New York Daily News | Kristie Ackert: Aaron Judge has stepped into the shoes of Unofficial Yankee Captain, and like certain unnamed captains before him, makes absolutely no interesting or bold comments to the media. Manager Aaron Boone, after reports the Yankees have encouraged their star outfielder to keep quiet about racial injustice and police brutality, clarified that every member of the team is allowed and in fact welcomed to speak up. Members of the team, on average, have certainly seemed to be quieter than most clubs, and the team itself was roundly criticized for its initial response to the George Floyd killing.

WFAN | Sweeny Murti: The shortened 2020 season means each game is about 2.5 times as important as “normal” years, but don’t expect Aaron Boone to panic after a bad series. The Yankee skipper preached the value of patience and perspective, even in a year where a bad week will hurt a team more than usual.
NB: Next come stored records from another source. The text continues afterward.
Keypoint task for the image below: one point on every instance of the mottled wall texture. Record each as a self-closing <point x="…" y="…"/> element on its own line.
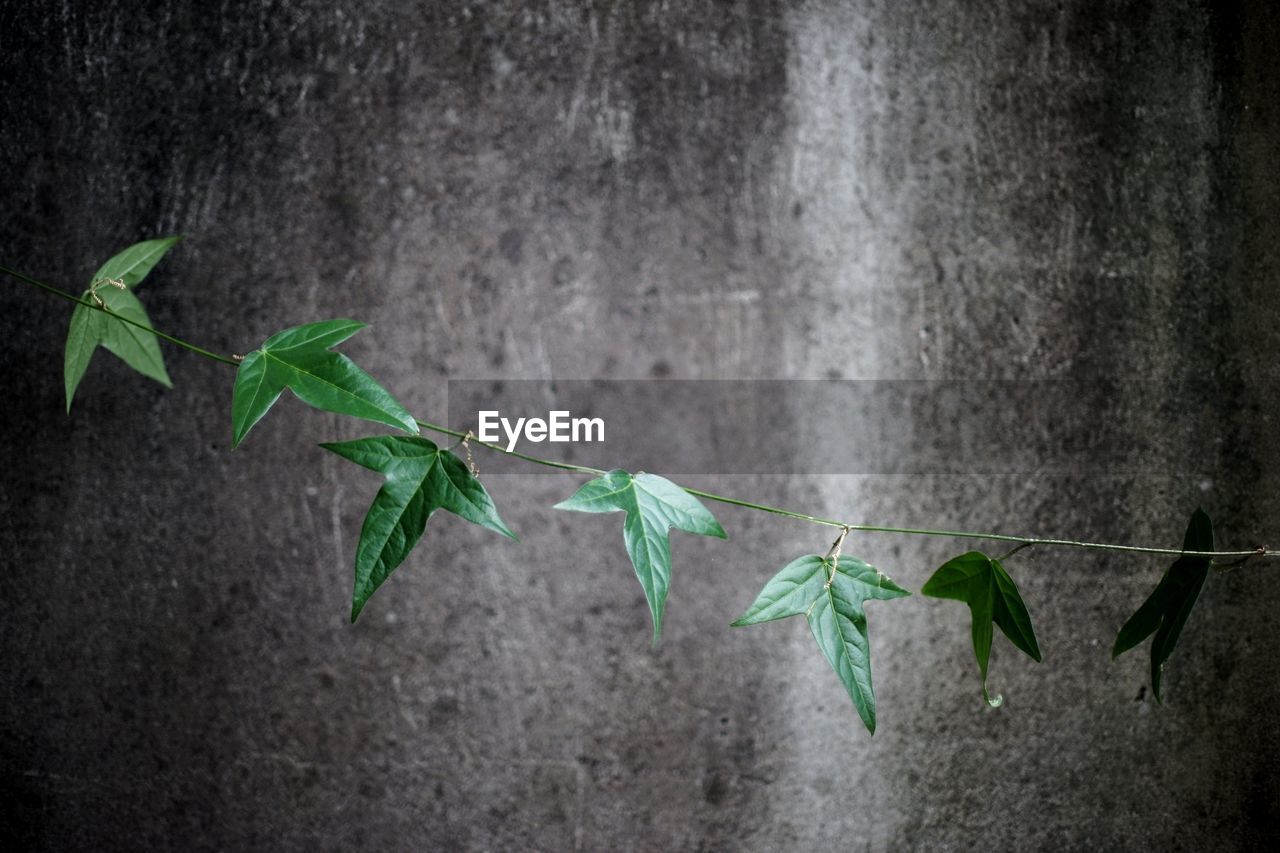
<point x="634" y="188"/>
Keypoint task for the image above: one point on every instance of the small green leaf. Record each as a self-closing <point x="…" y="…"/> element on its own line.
<point x="653" y="506"/>
<point x="835" y="614"/>
<point x="420" y="478"/>
<point x="992" y="596"/>
<point x="300" y="359"/>
<point x="1165" y="611"/>
<point x="91" y="328"/>
<point x="133" y="264"/>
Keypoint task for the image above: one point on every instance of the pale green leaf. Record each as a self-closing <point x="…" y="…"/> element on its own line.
<point x="832" y="603"/>
<point x="653" y="506"/>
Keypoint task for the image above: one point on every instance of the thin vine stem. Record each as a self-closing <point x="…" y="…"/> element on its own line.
<point x="72" y="297"/>
<point x="1020" y="542"/>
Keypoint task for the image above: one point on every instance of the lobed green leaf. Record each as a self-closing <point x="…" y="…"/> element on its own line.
<point x="300" y="359"/>
<point x="653" y="505"/>
<point x="419" y="479"/>
<point x="835" y="614"/>
<point x="91" y="328"/>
FanGraphs | Ben Clemens: Tommy Kahnle is a fan favorite - see my signature for more details - but he’s also one of the best relievers the Yankees have. A key ingredient to his success is his usage of the changeup against same-handed batters, something conventional baseball wisdom warns against. Like so many other examples, the depth and breadth of analytics at Yankee disposal pokes holes in the theories of conventional baseball wisdom, and Kanhle’s changeup, and approach with it, is here to stay.